Edmund Bertschinger, professor of physics and division head, astrophysics, has been appointed the Head of the Department of Physics, effective July 1.

Bertschinger succeeds Marc Kastner, who will become dean of the School of Science, also effective on July 1.

In making the announcement Kastner said, "Ed is a deep, broad physicist, and a superb educator of undergraduates and graduate students. He has done an outstanding job leading our astrophysics effort, and I am confident that he will be an excellent department head."
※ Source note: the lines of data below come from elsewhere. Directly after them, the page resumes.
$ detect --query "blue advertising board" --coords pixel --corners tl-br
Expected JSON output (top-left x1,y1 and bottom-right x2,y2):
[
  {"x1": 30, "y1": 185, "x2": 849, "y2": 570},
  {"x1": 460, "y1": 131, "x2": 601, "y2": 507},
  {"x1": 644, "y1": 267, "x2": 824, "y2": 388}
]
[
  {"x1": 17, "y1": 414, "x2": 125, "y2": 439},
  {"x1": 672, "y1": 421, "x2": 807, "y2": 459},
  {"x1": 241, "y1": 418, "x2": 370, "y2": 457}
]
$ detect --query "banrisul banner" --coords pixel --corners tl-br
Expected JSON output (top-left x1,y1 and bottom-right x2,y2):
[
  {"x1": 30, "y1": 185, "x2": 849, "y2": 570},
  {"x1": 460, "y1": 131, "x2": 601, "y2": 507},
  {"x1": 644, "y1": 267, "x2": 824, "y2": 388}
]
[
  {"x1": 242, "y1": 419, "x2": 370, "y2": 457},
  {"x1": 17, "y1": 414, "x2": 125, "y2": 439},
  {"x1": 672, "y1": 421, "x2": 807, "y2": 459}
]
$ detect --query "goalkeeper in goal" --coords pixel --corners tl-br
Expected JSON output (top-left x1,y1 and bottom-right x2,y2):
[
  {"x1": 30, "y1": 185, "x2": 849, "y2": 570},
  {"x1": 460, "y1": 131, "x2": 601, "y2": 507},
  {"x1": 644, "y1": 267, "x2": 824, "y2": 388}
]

In his role at the MIT Kavli Institute for Astrophysics and Space Research, Bertschinger leads a program investigating the formation of cosmic structure after the big bang, the physics of dark matter both in the early universe and in forming galaxies, and the physical processes governing matter and radiation close to black holes. He enjoys working with his students from the high school to graduate levels in his research in astrophysics, cosmology, and general relativity, some of whom have won national awards for their work. Bertschinger himself has won the 2002 Buechner Teaching prize for his undergraduate and graduate classes in relativity.

Bertschinger said he looked forward to assuming his new role. He noted, "The Physics Department is in excellent shape thanks to Marc Kastner's leadership. We have wonderful opportunities for intellectual excitement following the completion of the Green Center for Physics. I feel very privileged to serve and I look forward to working with the faculty, staff, and students who make the Physics Department special. I'm also grateful to Tom Greytak for agreeing to serve as Interim Head during my fall semester sabbatical."

Bertschinger received his Ph.D. in astrophysical sciences from Princeton University in 1984 and did postdoctoral research at the University of Virginia and the University of California at Berkeley. He is a Guggenheim Fellow, a Fellow of the American Physical Society, and he received the Helen B. Warner Prize from the American Astronomical Society. He became a faculty member at MIT in 1986.